趙略拎著一盒點心回了家。孟沛初一進門,就被人起鬨喝一杯,有好事的說孟沛初太寶貝趙略,也沒有為他們介紹。孟沛初解釋趙略不喜歡人多的場合,又引起眾人的驚呼。雖然接受著眾人沒分寸的調侃,孟沛初心裡是高興的,又慶幸趙略沒聽到這些人的話。雖然是老黃的訂婚宴,他心裡甜蜜。屋子裡沒有人留心趙芊芊的心情。
趙芊芊是陪張放來的,介紹時,她使了和障眼法,說自己的車壞了,搭張放的車來的。張放聽得皺眉,又被趙芊芊自然而然地挽住胳膊弄得沒了脾氣。張放曾開玩笑說要向她要一個「名份」,趙芊芊卻說是張放自己家裡沒有動作。張父最近正和那投資機構打得如火如荼,沒工夫過問兒子的戀情。張放不占理,只得作罷。戀愛談成了角力,最初的甜蜜化成籌碼,張放的戀愛談得辛苦,如今只剩下不甘心。
沒等結束,趙芊芊就藉口家裡有事離開了。她心裡煩躁,打車去了BP。以往她總覺得孟沛初就在那裡,她小時候去孟爺爺家總見到的不那麼受大人喜歡的二哥,她覺得他一直會在那裡。
BP換了歌手,歌曲風格也偏感傷。趙芊芊心底里兩種情緒糾纏著,她並不想哭,不想讓自己是弱者,可是歌詞內容又逗引著她的難過。她已經摸透了田凱文和張放的性格,自信自己可以在兩個人之間遊刃有餘,然而田凱文沒說過要娶她,張放的錢都在張父那裡。趙芊芊就有些寂寞,寂寞之餘,就打給了孟沛初。

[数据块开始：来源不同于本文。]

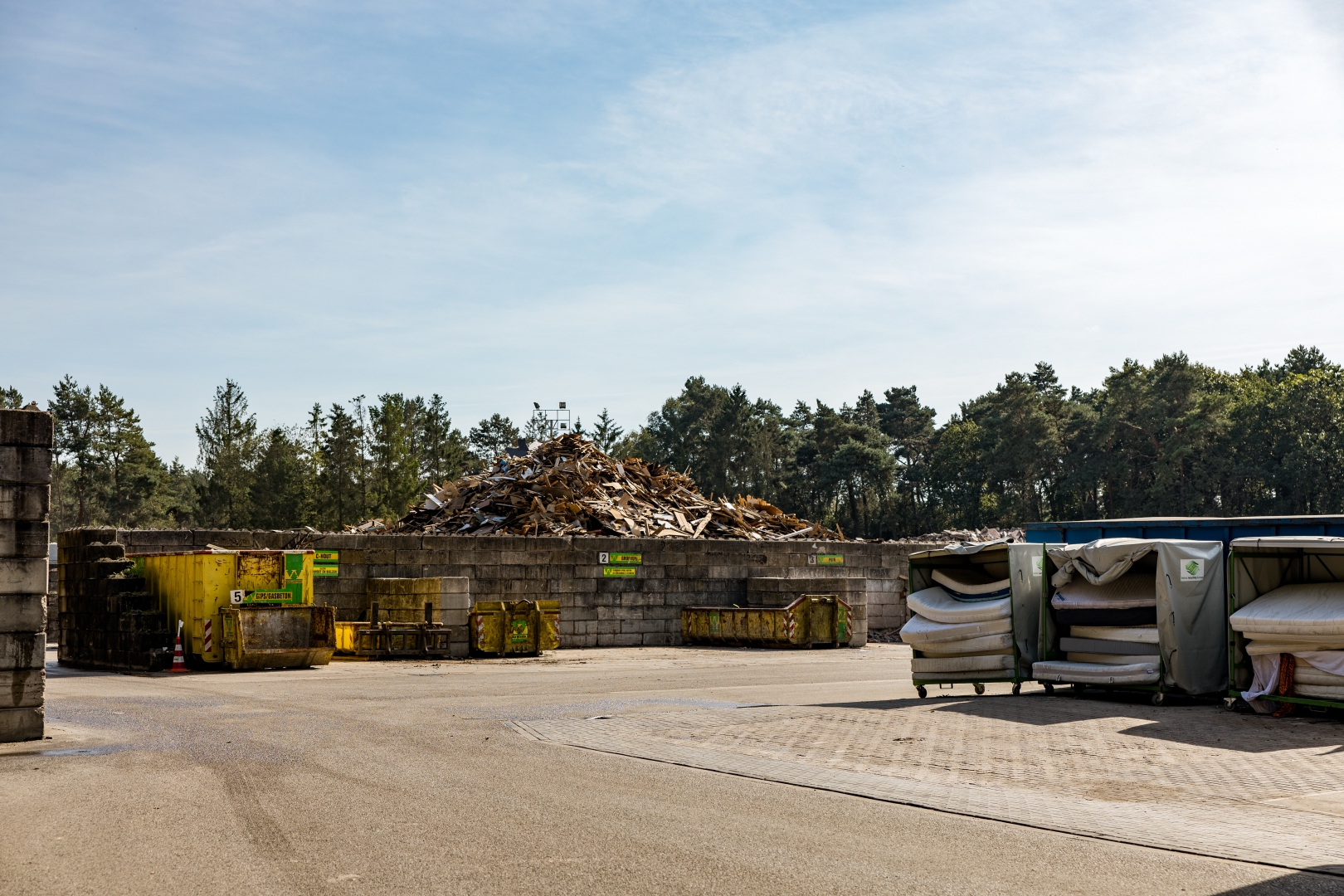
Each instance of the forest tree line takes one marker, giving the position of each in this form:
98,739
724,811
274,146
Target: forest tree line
1170,438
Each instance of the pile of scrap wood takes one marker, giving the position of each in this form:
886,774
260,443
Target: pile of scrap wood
964,536
569,486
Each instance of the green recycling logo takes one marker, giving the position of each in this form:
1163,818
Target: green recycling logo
1192,571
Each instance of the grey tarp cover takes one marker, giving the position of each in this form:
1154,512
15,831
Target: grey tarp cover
1025,572
1191,603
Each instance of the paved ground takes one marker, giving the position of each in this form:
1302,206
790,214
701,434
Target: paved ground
448,778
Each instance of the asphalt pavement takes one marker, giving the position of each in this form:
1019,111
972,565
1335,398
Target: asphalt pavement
407,778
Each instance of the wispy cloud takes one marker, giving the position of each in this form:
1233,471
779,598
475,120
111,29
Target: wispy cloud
597,202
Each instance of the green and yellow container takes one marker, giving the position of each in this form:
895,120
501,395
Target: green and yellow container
813,620
242,609
515,627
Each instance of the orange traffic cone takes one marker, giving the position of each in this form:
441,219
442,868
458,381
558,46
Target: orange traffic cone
179,660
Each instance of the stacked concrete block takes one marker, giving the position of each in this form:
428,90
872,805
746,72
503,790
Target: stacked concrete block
52,592
108,617
26,438
405,599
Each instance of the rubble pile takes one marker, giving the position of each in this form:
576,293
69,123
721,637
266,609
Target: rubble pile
953,536
569,486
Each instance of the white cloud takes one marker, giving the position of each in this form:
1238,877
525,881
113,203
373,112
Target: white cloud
928,197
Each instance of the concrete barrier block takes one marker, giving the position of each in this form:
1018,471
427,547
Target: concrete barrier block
26,575
26,429
23,613
402,587
23,650
22,724
455,602
24,501
24,538
24,464
22,688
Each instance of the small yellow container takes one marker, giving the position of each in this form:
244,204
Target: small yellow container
242,609
511,627
813,620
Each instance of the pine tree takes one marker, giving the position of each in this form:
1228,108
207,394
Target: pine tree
606,433
491,437
229,453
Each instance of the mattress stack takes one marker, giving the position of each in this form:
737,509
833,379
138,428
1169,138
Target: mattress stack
962,626
1112,631
1305,621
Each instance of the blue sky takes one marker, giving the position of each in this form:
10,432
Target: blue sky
589,202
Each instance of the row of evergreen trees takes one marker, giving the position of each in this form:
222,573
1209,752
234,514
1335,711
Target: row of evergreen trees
1172,438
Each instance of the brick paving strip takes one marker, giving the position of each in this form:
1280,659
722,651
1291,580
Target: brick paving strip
1192,779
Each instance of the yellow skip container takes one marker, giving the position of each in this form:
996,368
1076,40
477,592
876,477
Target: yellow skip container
511,627
242,609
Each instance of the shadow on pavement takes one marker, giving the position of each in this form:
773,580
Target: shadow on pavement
1198,724
1296,884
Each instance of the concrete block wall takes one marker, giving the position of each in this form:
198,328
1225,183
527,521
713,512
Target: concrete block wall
405,599
594,610
108,618
26,440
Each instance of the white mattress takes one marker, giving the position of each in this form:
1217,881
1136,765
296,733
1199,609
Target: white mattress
1112,659
1259,648
1137,635
1057,670
1309,674
919,631
962,664
972,583
1294,609
937,605
990,644
1125,592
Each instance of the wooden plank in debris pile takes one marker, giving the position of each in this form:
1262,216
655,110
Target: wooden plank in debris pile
569,486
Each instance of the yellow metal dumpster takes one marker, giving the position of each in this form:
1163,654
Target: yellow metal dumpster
242,609
813,620
505,627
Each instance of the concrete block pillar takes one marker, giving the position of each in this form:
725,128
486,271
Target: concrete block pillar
26,441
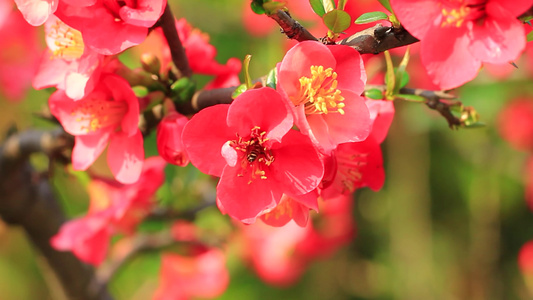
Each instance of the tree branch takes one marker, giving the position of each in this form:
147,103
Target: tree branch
28,201
379,38
291,27
179,58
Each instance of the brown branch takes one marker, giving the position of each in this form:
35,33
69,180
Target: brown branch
28,201
291,27
379,38
179,58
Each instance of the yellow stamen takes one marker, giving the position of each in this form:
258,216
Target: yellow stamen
319,93
67,42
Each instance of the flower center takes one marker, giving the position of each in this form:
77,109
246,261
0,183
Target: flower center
95,114
64,41
114,6
455,13
256,156
319,93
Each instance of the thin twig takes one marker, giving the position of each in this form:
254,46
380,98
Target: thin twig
168,24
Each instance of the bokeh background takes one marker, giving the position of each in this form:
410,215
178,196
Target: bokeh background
448,224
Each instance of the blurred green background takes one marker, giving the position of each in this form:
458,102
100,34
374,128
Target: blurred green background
448,223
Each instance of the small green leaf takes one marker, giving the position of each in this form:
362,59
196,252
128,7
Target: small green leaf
140,91
317,7
273,6
374,94
337,20
342,4
386,4
413,98
476,125
257,7
239,90
371,17
529,36
402,78
272,79
390,77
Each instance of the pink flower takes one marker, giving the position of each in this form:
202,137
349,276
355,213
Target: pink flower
114,208
19,53
110,113
281,255
169,143
67,64
458,36
251,146
36,12
201,275
119,25
200,53
515,123
322,85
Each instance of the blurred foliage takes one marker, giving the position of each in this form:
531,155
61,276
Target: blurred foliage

孟沛初正在去趙略家的路上,接到電話,有些吃驚,又想起張璧影的調侃。他從來不覺得趙芊芊喜歡自己,她是那種需要人照顧的小公主,從小都有很多人喜歡。他想了想,打電話給張放,只說趙芊芊喝醉了,電話打到了堂姐趙略這裡。
張放倒是去得快。看著趙芊芊已經睡著,想起她也是坐在同樣的位置上,像扔花生米一樣把酒扔進嘴裡。一樣紅的綠的燈流連在她臉上,她還是美得驚人,人群中最閃亮的星。他還是要把她塞進車裡,又想起她家裡只有她一個人,父母親都在醫院,這更激起了男人的保護欲。這種感覺,就和男人能從救風塵里找到成就感和正義感一樣。救風塵的本質是正義感和自我膨脹的結合,另一種行俠仗義,令男人部分地完成武俠夢。懷著這樣一種自我感動,張放把趙芊芊帶回了自己的住所。張放和孟沛初一樣,都不住在自己家。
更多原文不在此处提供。